Requesting User Data
Alternative #1: BridgePF API and SQS Queue
The user calls the requestUserData API, which lives in BridgePF. The user will pass in start date and end date (we can limit the time range to something like a week to make sure they don't brown out our system; also they can use this to get incremental updates of their data). BridgePF will then write the start and end date, along with health code and email address, to an SQS queue and return OK to the user.
The SQS queue will contain entries representing a request for health data, containing health code, email address, start date, and end date. These entries will be consumed by the BUDD Daemon.
Pros:
- We only have one front-end for all user interaction (BridgePF).
- Apps can integrate with this API without having to configure an entirely separate end point.
- Much cheaper to build compared to a web portal.
Cons:
- Potential security risk from having both email address and health code in SQS, even if only temporarily. (Even just the email address may be a security risk.)
Alternative #2: Web Portal
Users log into a web portal using their Bridge credentials and submit a user data request through the web portal. This request will include the start date and end date. (Again, we can limit the time range.) The BUDD Daemon is an asynchronous process on the same host that handles this request.
Pros:
- If we're building a web portal for returning user data, might as well use the same web portal for requesting it too.
- Security is simpler, since everything lives in a single system that's protected by the user's Bridge credentials.
Cons:
- More expensive compared to building a BridgePF API and an SQS queue.

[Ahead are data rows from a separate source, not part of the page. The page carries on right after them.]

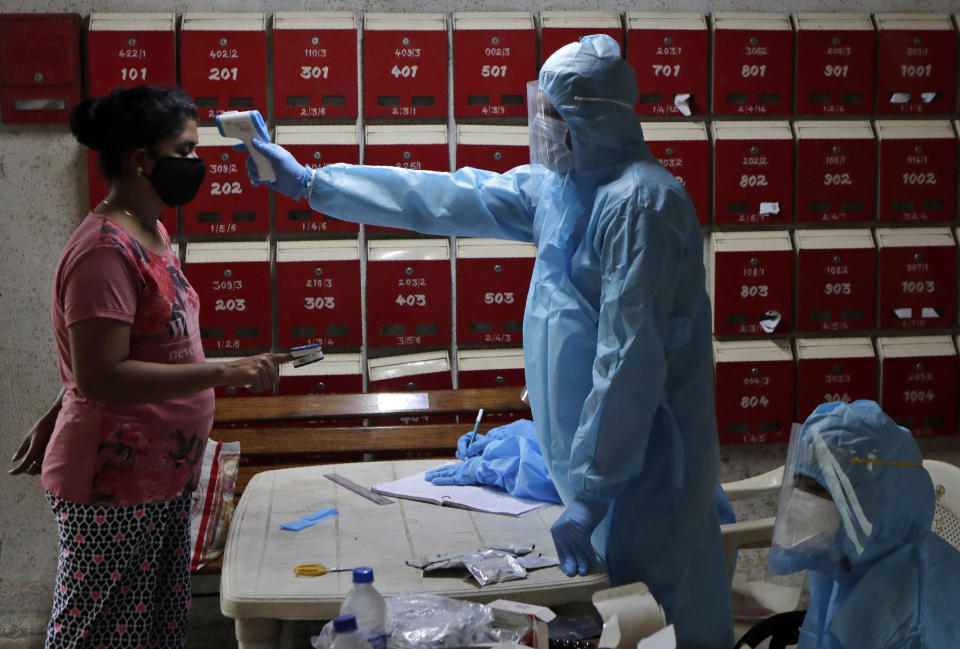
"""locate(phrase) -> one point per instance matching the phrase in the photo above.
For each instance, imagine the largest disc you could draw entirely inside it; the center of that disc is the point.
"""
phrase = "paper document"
(483, 499)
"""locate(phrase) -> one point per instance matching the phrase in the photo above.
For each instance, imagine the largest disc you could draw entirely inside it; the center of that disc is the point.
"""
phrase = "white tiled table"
(258, 588)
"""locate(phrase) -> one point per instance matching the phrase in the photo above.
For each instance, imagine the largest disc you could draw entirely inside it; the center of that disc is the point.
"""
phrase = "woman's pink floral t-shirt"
(129, 454)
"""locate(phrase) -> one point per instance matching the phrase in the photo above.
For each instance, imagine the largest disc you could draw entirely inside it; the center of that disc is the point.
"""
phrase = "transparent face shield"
(551, 146)
(808, 521)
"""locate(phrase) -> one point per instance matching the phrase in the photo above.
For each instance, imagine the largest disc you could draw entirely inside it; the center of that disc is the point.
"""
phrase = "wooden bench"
(288, 431)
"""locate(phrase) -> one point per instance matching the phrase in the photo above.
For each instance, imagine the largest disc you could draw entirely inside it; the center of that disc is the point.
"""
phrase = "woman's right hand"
(256, 373)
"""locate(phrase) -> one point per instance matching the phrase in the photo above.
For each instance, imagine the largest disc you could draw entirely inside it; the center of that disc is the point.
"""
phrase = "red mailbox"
(99, 187)
(918, 170)
(40, 75)
(752, 64)
(314, 64)
(836, 172)
(492, 281)
(494, 56)
(918, 278)
(918, 383)
(318, 293)
(411, 373)
(751, 282)
(835, 63)
(405, 65)
(752, 173)
(557, 28)
(684, 149)
(755, 390)
(130, 50)
(223, 61)
(834, 369)
(490, 368)
(836, 288)
(227, 203)
(492, 147)
(413, 146)
(669, 51)
(916, 63)
(335, 374)
(233, 282)
(408, 292)
(315, 146)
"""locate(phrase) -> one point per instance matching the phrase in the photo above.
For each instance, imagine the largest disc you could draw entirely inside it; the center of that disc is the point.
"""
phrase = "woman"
(137, 404)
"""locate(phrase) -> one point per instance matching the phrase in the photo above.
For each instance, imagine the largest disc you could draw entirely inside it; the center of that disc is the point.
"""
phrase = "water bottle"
(345, 634)
(368, 607)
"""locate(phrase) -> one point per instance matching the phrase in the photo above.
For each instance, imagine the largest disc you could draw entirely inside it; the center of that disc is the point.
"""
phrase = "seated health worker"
(137, 404)
(617, 327)
(855, 513)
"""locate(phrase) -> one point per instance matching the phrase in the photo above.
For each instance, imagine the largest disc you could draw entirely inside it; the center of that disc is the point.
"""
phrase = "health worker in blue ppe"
(617, 326)
(855, 512)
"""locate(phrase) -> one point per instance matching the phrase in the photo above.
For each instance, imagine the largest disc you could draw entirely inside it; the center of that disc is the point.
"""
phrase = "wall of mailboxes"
(820, 150)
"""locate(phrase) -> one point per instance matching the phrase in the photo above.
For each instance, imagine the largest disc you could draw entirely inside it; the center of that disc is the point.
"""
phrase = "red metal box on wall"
(232, 280)
(492, 281)
(836, 172)
(916, 64)
(315, 147)
(314, 64)
(834, 369)
(223, 61)
(751, 283)
(836, 55)
(752, 64)
(836, 280)
(318, 293)
(918, 378)
(669, 51)
(754, 390)
(494, 56)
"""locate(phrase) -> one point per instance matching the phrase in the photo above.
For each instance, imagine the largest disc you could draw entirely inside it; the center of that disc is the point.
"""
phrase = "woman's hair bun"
(87, 123)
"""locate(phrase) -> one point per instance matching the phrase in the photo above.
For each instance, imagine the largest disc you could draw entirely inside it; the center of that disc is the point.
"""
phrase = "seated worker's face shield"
(551, 146)
(807, 523)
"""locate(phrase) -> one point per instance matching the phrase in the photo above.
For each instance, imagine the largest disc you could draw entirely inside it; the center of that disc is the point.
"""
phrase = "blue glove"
(571, 536)
(292, 177)
(463, 473)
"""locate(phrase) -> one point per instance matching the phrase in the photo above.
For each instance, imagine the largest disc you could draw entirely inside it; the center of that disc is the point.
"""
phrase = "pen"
(476, 425)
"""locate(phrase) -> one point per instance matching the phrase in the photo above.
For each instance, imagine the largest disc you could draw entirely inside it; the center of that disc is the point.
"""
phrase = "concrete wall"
(43, 197)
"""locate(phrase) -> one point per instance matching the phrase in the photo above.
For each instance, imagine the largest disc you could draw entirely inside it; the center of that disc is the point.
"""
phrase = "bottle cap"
(363, 575)
(344, 623)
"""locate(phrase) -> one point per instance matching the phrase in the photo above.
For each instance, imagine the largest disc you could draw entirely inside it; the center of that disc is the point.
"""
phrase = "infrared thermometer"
(245, 126)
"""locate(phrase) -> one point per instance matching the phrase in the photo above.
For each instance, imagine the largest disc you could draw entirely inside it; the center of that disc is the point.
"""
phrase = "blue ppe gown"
(885, 581)
(617, 327)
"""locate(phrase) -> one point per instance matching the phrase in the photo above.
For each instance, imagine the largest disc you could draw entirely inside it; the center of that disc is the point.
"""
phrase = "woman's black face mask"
(177, 179)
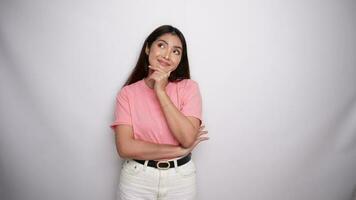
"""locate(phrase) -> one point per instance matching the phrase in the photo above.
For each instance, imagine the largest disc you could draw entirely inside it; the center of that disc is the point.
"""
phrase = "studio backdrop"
(277, 78)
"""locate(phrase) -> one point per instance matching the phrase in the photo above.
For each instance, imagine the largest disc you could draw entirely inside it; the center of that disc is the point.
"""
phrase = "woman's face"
(166, 52)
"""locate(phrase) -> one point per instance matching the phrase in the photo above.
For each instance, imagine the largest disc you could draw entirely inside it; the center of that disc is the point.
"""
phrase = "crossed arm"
(128, 147)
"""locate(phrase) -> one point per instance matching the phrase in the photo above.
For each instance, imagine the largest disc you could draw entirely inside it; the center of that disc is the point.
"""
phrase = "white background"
(278, 80)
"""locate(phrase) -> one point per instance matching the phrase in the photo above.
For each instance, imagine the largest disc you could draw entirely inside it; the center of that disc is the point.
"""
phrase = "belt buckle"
(163, 162)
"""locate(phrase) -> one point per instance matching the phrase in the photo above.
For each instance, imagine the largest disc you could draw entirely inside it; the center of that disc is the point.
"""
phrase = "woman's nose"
(166, 54)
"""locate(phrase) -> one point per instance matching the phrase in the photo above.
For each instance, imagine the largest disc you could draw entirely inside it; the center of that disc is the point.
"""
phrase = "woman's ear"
(147, 50)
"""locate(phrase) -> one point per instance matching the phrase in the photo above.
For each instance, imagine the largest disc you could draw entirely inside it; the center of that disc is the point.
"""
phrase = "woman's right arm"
(128, 147)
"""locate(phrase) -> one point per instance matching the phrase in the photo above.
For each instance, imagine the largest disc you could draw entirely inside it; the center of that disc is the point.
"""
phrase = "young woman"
(158, 121)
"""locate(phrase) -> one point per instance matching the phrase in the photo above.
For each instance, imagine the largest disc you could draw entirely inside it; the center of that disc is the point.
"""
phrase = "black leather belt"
(166, 164)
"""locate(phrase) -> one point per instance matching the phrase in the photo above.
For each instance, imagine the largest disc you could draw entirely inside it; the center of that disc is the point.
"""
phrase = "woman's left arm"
(184, 128)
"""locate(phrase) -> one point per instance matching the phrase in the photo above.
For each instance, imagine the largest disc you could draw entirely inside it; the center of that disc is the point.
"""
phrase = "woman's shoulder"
(187, 82)
(130, 88)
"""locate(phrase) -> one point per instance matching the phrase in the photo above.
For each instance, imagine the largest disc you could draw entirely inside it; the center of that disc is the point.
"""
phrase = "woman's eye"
(176, 52)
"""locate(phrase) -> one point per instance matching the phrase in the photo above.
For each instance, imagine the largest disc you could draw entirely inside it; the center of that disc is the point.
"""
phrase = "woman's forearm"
(137, 149)
(180, 126)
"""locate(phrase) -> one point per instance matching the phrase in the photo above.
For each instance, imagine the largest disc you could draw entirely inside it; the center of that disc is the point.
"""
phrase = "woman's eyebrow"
(178, 47)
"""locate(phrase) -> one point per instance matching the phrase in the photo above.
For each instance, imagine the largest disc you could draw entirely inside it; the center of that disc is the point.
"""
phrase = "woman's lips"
(163, 63)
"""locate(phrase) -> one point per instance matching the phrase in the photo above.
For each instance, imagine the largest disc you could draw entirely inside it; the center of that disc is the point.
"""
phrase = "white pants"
(141, 182)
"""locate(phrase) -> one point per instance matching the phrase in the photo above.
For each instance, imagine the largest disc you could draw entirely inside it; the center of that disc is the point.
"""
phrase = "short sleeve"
(122, 110)
(191, 102)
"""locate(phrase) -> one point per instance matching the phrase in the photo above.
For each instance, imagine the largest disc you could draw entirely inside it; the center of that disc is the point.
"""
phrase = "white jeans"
(138, 182)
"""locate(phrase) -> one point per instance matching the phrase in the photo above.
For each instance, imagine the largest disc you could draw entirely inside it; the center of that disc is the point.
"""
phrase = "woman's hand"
(202, 136)
(160, 77)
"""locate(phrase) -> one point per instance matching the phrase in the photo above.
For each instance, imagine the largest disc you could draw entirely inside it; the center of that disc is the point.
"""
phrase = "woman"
(158, 121)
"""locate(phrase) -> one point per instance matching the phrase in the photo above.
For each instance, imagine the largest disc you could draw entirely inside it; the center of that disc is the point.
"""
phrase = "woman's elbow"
(124, 152)
(188, 141)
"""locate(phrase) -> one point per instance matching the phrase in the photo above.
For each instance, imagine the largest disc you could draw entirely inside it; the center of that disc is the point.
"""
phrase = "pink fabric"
(137, 105)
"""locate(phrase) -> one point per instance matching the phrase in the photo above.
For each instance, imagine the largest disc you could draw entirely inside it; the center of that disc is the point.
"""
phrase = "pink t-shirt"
(138, 106)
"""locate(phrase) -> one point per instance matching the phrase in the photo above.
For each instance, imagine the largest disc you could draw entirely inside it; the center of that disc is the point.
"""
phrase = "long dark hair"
(141, 69)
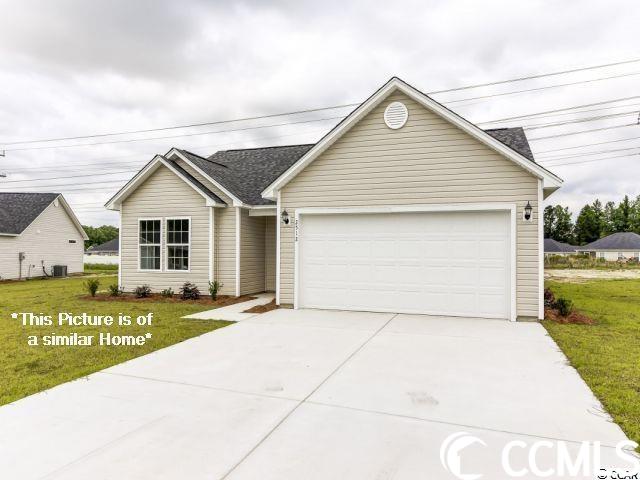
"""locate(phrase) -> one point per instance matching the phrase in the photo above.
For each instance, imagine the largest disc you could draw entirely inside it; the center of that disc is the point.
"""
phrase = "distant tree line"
(593, 222)
(99, 235)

- Users need to get their Bridge credentials from the apps, which may or may not be easy.
Recommendation
Building a web portal is significantly more expensive than building a BridgePF API and an SQS queue. However, the security concerns for not having email address and health code (or even just email address) living in SQS while "in transit" potentially more than justifies the cost.
Recommendation: Web Portal
BUDD Daemon
The BUDD Daemon is either a process running in EC2 that consumes an SQS queue or a process running in the web portal, depending on other design decisions. (TBD What framework? How is this deployed?) The BUDD Daemon processes user data requests by querying the Upload table in DDB and the Upload bucket in S3, downloading the files, decrypting them, bundling them up, and uploading the bundle to S3.
One possible optimization is to make Upload Validation save the decrypted archive file in S3, probably in a structure that looks like: /[healthCode]/[date], so the BUDD Daemon doesn't have to do this work again. However, we'd have to backfill about 4 months worth of data, and we expect user data requests to be sparse, so it's not clear whether this is worth the effort to backfill.
Returning User Data
Alternative #1: Email with S3 Pre-signed URL
The BUDD Daemon generates an S3 pre-signed URL that points to the user's requested data, and emails it to that user. For security, the pre-signed URL expires after 24 hours.
Pros:
- Much cheaper compared to building a web portal.
Cons:
- If the email is intercepted, somebody could use the S3 link to get the user's data.
- If the link expires, the user either needs to request their data again (starting the whole process over again), or we need a way to create a new S3 pre-signed URL from an existing user data request (which increases complexity and cost of this solution).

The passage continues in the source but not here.